February 2023 – christina norwood

Fear and Greed

There’s a Fear and Greed Index for BTC available at Alternative.me. They have an API so I downloaded data back to 2018. They don’t go into much detail about how it’s calculated but simply state they aggregate ’emotions and sentiment from different sources’. Anyway, a potentially useful input into my model. Great that I was able to get historical data.

Data Preparation

Tackling the problem of incorporating the NASDAQ into my model at the moment. I downloaded some data from TradingView which seems related, but of course it has only traded on a regular exchange and hence only Mon – Fri excluding public holidays. I have worked out a way to provide a complete date index for the period I’m interested in, but now need to fill in the missing values. I’m going to have quite a few similar problems before I’m finished so I decided to get yet another book by Jason Brownlee on Data Preparation. I have a vague feeling that I’ve seen this book before, some of the content seems familiar, but can’t find it anywhere.

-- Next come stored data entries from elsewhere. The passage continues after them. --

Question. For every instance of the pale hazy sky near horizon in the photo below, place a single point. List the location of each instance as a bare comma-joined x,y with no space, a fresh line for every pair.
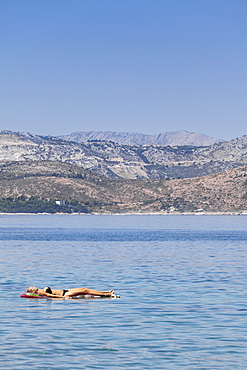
147,66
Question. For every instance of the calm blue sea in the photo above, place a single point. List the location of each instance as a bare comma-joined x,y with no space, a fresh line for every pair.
182,281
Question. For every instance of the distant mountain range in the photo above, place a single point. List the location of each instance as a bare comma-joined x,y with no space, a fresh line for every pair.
173,138
105,176
118,161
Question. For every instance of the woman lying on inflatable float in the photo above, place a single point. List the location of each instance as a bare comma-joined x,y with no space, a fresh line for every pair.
70,293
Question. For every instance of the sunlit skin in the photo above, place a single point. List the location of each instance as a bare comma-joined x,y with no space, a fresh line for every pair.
70,293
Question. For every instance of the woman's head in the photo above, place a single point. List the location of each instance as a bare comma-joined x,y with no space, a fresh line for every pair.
32,289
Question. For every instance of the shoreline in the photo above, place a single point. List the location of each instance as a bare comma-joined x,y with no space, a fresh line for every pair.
233,213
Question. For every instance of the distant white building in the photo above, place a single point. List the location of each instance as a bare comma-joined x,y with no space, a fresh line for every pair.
60,202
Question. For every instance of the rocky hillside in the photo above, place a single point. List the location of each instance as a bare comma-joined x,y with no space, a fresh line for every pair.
173,138
223,192
118,161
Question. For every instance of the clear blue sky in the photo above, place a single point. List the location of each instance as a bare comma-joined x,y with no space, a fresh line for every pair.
145,66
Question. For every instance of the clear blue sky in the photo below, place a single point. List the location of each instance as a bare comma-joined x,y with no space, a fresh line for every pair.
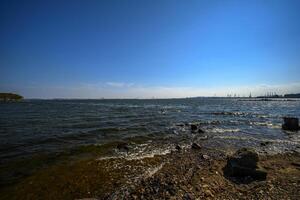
142,48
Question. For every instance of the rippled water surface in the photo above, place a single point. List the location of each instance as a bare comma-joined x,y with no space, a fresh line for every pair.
45,126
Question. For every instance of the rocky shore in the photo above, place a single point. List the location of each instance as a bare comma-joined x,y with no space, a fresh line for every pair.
185,173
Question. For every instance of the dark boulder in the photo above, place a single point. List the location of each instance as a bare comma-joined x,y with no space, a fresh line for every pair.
200,130
290,124
244,164
196,146
265,143
178,147
123,146
194,127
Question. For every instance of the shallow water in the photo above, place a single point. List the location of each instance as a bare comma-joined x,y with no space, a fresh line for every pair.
35,127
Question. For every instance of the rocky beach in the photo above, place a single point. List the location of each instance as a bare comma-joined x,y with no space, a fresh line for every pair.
166,149
185,173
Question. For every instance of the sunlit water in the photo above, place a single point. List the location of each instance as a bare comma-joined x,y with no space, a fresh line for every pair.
50,126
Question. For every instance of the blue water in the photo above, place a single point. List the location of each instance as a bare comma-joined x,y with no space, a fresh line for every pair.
46,126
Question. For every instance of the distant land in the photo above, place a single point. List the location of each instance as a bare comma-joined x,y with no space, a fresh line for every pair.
10,97
280,96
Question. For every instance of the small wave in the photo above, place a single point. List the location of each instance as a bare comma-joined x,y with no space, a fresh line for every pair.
267,124
222,130
230,113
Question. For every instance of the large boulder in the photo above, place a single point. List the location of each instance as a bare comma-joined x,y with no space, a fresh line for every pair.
244,164
290,124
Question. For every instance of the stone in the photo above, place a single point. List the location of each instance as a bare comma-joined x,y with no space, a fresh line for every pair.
178,148
290,124
123,147
265,143
244,164
200,130
196,146
194,127
245,157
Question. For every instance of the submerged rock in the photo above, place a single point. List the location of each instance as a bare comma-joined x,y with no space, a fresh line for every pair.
200,130
194,127
123,147
244,164
265,143
196,146
290,124
178,147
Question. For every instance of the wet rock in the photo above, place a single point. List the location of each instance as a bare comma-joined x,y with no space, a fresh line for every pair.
180,125
290,124
244,164
194,127
178,147
205,157
123,147
265,143
200,130
196,146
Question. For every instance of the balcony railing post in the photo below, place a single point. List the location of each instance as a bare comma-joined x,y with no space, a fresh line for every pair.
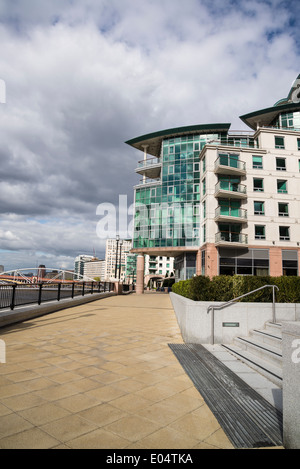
13,297
58,291
40,293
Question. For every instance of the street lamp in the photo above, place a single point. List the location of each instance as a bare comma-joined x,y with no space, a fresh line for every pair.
120,263
116,262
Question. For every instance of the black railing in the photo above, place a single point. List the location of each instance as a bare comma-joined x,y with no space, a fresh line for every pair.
24,294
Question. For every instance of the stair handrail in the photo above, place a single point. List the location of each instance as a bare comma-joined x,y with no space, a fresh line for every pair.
228,303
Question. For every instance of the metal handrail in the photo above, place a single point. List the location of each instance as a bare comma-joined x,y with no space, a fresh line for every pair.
228,303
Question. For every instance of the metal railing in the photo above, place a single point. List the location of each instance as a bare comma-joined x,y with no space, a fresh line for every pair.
230,237
231,187
227,160
230,212
148,163
212,308
17,294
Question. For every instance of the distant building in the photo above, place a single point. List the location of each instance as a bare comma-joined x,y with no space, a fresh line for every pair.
79,265
41,271
95,268
114,250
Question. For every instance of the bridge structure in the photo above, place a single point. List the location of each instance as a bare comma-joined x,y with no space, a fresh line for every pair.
34,275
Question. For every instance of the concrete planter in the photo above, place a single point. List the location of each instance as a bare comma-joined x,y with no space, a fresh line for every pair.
237,319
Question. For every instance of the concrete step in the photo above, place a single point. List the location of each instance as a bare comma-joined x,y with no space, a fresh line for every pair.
270,371
262,351
271,355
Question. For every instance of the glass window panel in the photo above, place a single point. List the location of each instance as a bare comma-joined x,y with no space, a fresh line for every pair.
280,164
283,209
282,187
257,162
258,185
279,142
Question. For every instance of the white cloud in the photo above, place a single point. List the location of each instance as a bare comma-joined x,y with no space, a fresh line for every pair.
84,77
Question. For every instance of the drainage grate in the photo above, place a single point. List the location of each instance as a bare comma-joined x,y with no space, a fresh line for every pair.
247,418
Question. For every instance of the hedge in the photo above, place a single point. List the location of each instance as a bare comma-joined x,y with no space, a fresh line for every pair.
227,287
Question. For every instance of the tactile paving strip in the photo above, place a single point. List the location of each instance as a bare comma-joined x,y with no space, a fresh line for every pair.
247,418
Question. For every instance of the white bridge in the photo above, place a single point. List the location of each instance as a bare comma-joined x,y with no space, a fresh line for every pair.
38,274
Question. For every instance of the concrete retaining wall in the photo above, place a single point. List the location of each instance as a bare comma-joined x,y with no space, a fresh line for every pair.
235,320
25,313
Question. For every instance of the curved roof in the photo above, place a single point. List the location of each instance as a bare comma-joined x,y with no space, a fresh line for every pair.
264,117
154,140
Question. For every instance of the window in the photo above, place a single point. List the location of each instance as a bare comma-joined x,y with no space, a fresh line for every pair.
254,262
283,209
279,142
260,232
203,262
289,262
204,209
280,164
258,185
284,233
281,187
257,162
259,208
196,210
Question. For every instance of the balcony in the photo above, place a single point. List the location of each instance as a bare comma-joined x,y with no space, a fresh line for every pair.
150,168
145,182
226,214
231,190
226,164
225,238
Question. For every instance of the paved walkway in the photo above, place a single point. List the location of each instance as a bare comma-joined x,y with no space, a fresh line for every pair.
101,375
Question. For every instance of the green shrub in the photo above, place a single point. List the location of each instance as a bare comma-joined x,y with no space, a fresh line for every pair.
182,288
225,288
200,288
221,288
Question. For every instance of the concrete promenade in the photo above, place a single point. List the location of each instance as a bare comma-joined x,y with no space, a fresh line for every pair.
101,375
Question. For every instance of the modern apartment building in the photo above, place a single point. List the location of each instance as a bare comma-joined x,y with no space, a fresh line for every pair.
115,257
95,268
222,201
79,265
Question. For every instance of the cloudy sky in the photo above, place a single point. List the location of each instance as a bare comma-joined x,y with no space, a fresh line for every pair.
84,76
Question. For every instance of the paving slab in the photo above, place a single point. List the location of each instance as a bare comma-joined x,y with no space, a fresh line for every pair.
101,375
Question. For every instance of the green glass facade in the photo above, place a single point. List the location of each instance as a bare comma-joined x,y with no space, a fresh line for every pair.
167,213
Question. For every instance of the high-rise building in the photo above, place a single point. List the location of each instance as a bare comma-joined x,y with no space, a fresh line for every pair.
116,254
221,201
79,265
95,268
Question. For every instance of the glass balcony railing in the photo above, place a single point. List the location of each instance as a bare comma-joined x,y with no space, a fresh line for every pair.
231,212
229,237
148,163
231,187
230,163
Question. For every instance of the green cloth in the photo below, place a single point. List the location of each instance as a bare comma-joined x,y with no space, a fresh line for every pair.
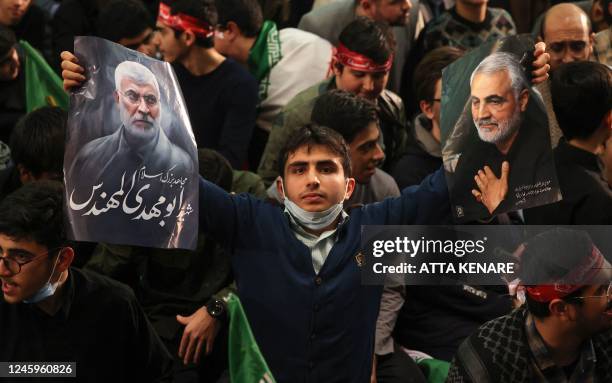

Anyway I’m pretty happy with how this project is going, and I don’t expect real results for quite a while so plenty of time to work things out and do more relevant study.

Random Forest in Python

Random Forest Regressor.

Random Forest Classifier.

Here is an example of using a Random Forest Classifier with a dataset consisting of one feature (lagged MACD histogram value) and nominal target (positive or negative return) encoded as 1/0.

import numpy as np
import pandas as pd
import talib.abstract as ta
from datetime import datetime
from sklearn.ensemble import RandomForestClassifier

data = pd.read_csv('data/BTCUSDT.csv', index_col = 0, parse_dates=True)
data['return'] = data['close'].pct_change()
data['good'] = np.where(data['return'] > 0, 1, 0)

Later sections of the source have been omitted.